Comme le dit la philosophe technocritique Célia Izoard :
« On ne peut pas entériner si facilement, même moyennant des compensations économiques, un projet de société aussi catastrophique que celui de démultiplier la présence des robots dans notre quotidien, dans notre travail. Car derrière ce qui est toujours présenté comme l’horizon millénariste de la suppression du travail humain, qu’on prophétise depuis plus de deux siècles, on constate une prolétarisation toujours plus accrue du travail lui-même. En gros : le boulot pourri se démultiplie avec l’automatisation. Et surtout, de par le passé et sans doute aussi de pour le futur, la robotisation instaure un rapport de force extrêmement favorable à la grande industrie. »
(Émission Racine de Moins Un n°29, “Robots et Travail : le progrès sans le peuple”, juin 2017)
De cette confusion extrêmement problématique ressort une des principales propositions politiques du livre : non seulement Casilli espère qu’on créera de vrais emplois avec le micro-travail, en l’intégrant à un salariat de nouveau protecteur ; mais il souhaite en plus que soit rémunéré l’activité gratuite des internautes, sur leur temps libre, par un revenu social numérique ! Se rend-il compte que des millions de gens en France ne participent pas à tout cela ? A commencer par la frange de la population réticente au numérique ou sous-équipée, pour qui l’informatisation en cours de tous les services de base est un calvaire 4.

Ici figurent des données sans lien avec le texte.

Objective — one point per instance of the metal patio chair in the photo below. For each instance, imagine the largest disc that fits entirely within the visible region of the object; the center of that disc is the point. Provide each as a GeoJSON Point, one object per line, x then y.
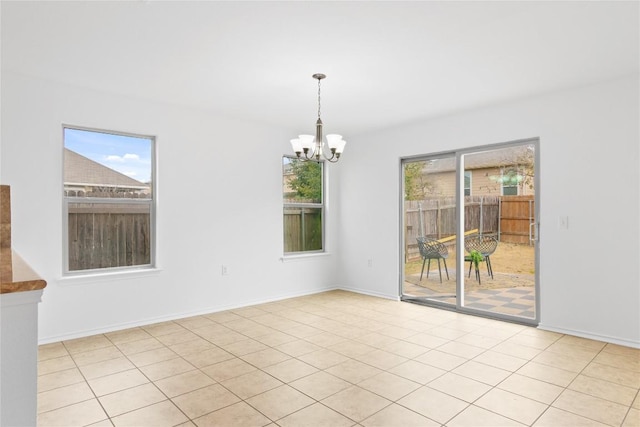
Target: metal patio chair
{"type": "Point", "coordinates": [486, 246]}
{"type": "Point", "coordinates": [432, 249]}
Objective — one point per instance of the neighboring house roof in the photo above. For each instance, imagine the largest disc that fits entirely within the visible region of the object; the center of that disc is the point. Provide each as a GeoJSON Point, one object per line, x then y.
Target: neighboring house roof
{"type": "Point", "coordinates": [485, 159]}
{"type": "Point", "coordinates": [82, 171]}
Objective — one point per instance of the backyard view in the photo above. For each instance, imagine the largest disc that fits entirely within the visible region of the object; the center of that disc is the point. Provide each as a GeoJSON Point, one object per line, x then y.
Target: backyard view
{"type": "Point", "coordinates": [498, 265]}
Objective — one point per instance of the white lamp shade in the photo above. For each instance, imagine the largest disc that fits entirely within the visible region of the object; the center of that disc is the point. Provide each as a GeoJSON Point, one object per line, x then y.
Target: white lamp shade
{"type": "Point", "coordinates": [297, 145]}
{"type": "Point", "coordinates": [306, 141]}
{"type": "Point", "coordinates": [333, 140]}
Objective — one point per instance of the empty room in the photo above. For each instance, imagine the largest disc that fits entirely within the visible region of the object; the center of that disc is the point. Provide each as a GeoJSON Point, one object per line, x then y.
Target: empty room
{"type": "Point", "coordinates": [310, 213]}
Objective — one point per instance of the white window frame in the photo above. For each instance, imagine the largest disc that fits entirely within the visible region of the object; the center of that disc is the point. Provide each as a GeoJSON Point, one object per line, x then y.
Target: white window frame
{"type": "Point", "coordinates": [470, 182]}
{"type": "Point", "coordinates": [149, 202]}
{"type": "Point", "coordinates": [321, 206]}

Tous ces gens-là n’existent pas pour Casilli. Il naturalise totalement le degré actuel de numérisation de nos existences, alors que la plupart des phénomènes, des entreprises et des boulots qu’il décrit sont très récents (souvent moins de 5 ans, toujours moins de 15 ans). Il s’indigne de l’exploitation des tâcherons du clic ou des chauffeurs-livreurs à la mode Uber, mais il ne déplore jamais les réflexes de néo-domesticité – de mise à disposition du monde et des autres – qu’encourage l’usage des smartphones et de leurs applications. Il évoque brièvement l’exploitation des travailleurs qui fabriquent le matériel électronique, mais ne fait jamais allusion au coût écologique faramineux de cette quincaillerie et du fonctionnement d’internet 5.
Son propos est donc faussement impertinent. Il paraît humaniste parce qu’il souligne que le complexe cybernétique a toujours besoin d’intelligence humaine pour être mis au point, assisté, corrigé. Mais il ne critique nullement la soumission déjà avancée des humains aux ordinateurs, ni l’emprise effective des informaticiens sur nos vies, sans attendre les robots.

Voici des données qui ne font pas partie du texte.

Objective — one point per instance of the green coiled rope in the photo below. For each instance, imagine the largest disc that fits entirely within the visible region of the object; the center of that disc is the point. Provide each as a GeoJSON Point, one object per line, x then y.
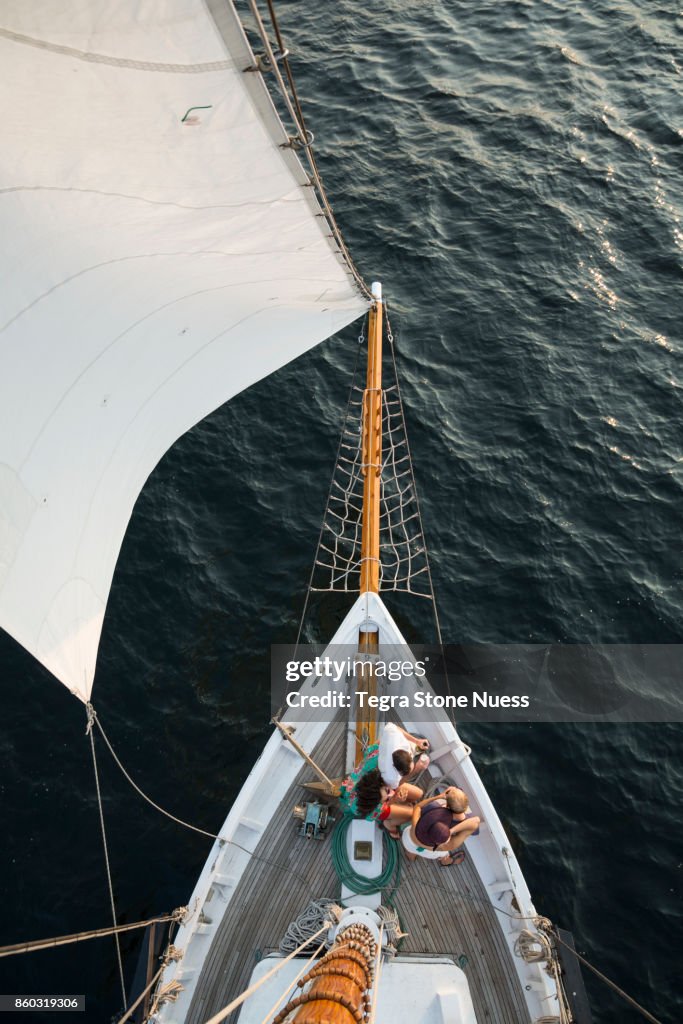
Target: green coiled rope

Matthieu Amiech, juin 2019.
Des éditions La Lenteur.
1 “Avec les robots”, éditorial du journal La Croix, 14 janvier 2017.
2 Voir Tomjo, “Au Nord de l’économie”, 2017 ; et Pièces et Main d’oeuvre, “Quel éléphant irréfutable dans le magasin de porcelaine ? (sur la gauche sociétale-libérale)”, 2014.
3 De manière générale, alors qu’il semble en discussion permanente avec les thèses anti-industrielles, il ne mentionne ni Nicholas Carr, ni Eric Sadin, ni Cédric Biagini…
4 Voir le dernier rapport du Défenseur des droits, Jacques Toubon.
5 Voir à ce sujet le dossier consacré par le journal décroissant suisse Moins ! au « numérhic », et notamment l’article liminaire de Fabrice Flipo.